Out of all the things that Guardians of the Galaxy Vol. 3 taught me, one of the most important was that I underestimated and misunderstood Mantis (Pom Klementieff).
When Mantis first appeared in Guardians of the Galaxy Vol. 2 I immediately wrote her off. Personally, it felt like James Gunn was writing the “kawaii” Asian character who was sweet, demure, and here to serve the other characters. And with the way Drax treated her (it honestly felt like the was being slightly cruel with his word choices because she saw him) it further cemented that she was a tool to elevate other characters. Even when the big showdown with Ego was happening, and all the Guardians were standing around ready for action, she was in a pose that felt like something straight out of a poster from the 80’s with the meek but sultry character.
And yes, I understand what she was trying to do to Ego at that moment. The point still stands.
All of this, and the fact that Chris Pratt is problematic, is one of the many reasons why I never gave the Christmas Special a chance or watched Vol. 2 again. But after Vol. 3, I might have to go back and revisit this whole adventure and what it meant for Mantis’ character. Because I underestimated her drive, her values, and what role she plays in this group of misfits. She was subdued in Vol. 2 because it’s what Ego taught her to be or what he allowed her to be. When the Guardians came around, it was an opportunity to break free of that completely. And it’s to my own detriment that I missed out on the Christmas Special and how she blossomed before Vol. 3.

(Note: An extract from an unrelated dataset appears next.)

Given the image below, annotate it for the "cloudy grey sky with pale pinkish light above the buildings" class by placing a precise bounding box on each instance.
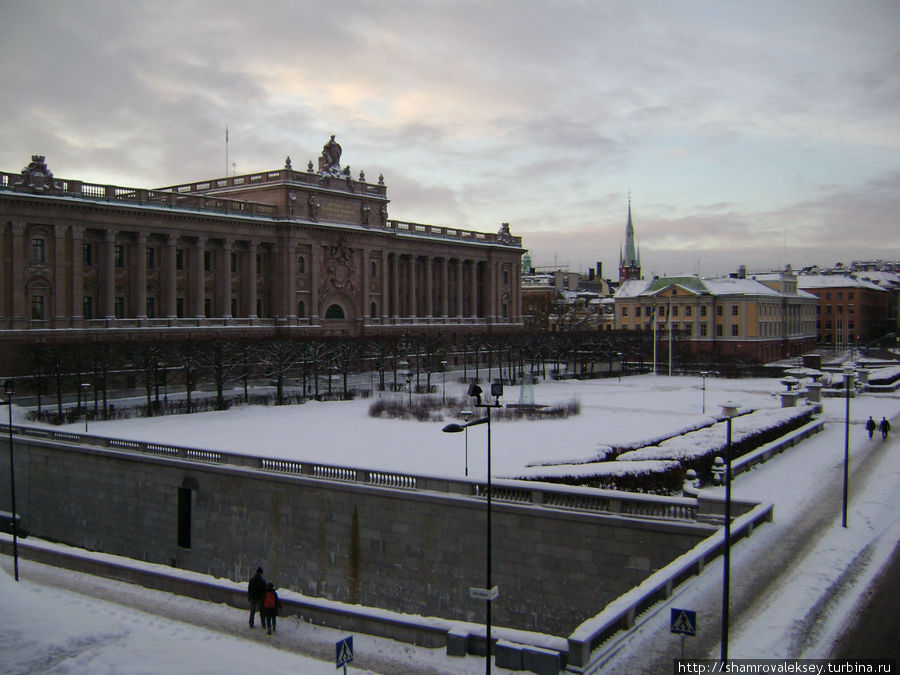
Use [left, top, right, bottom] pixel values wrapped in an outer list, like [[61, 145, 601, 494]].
[[0, 0, 900, 277]]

By Vol. 3, Mantis has come into her own. And everything that Ego taught her or made her feel like she needed to be is gone. She’s mischievous, pranking Drax and being delighted when he gets all grumbly. Oh and don’t forget how she took down those guards in the meat station thingie. Iconic. She’s outspoken, telling Nebula that she can’t talk to others in a manner that disrespects anyone on their team. And she tries her best at every turn without letting anyone walk all over her. Mantis even goes as far as understanding, not taming, those big hulking beasts who the High Evolutionary absolutely created to cause mayhem and pain. She freed her friends from the impossible situation they were in and she did it in a way that didn’t take away from who she is.
In the end, when Mantis decided to leave Nowhere and the Guardians, she was doing it because she knows she has a home. She has family. She has friends. And because of them, she has flourished into who she is now. But it’s time to take it a step further and explore the universe with her new companions. It’s time for her to chart the course of her life on her own terms and maybe find out some new things about herself with the knowledge she has somewhere to go back to. And who knows, maybe she’ll find more of her kind and unlock powers within herself she didn’t even know she was capable of. Or maybe she can guide others with similar powers to use their abilities for good. And for a tiny bit of mischief, of course.
Basically, I should’ve trusted the process when it came to Mantis. Because even though I probably won’t see her for a while, I miss her already. I want to know what she’s up to. I want to know what world’s she saved, all the ass-kicking she’s absolutely going to do, and the people that she is going to change along the way. Because Mantis is an unstoppable force of good, mischief, love, family, and honesty that we need to see more of in Marvel. Hell, I wouldn’t mind even being her friend. And I never think that about the characters I connect with through the media I consume. There’s always that wall. But Mantis? She’s a ride-or-die kind of baddie that will hit you with hard truths while acknowledging the delights and wonders of life.
That’s someone worth knowing. And why I hope Mantis eventually returns to the MCU.
Guardians of the Galaxy Vol. 3 is now in theaters.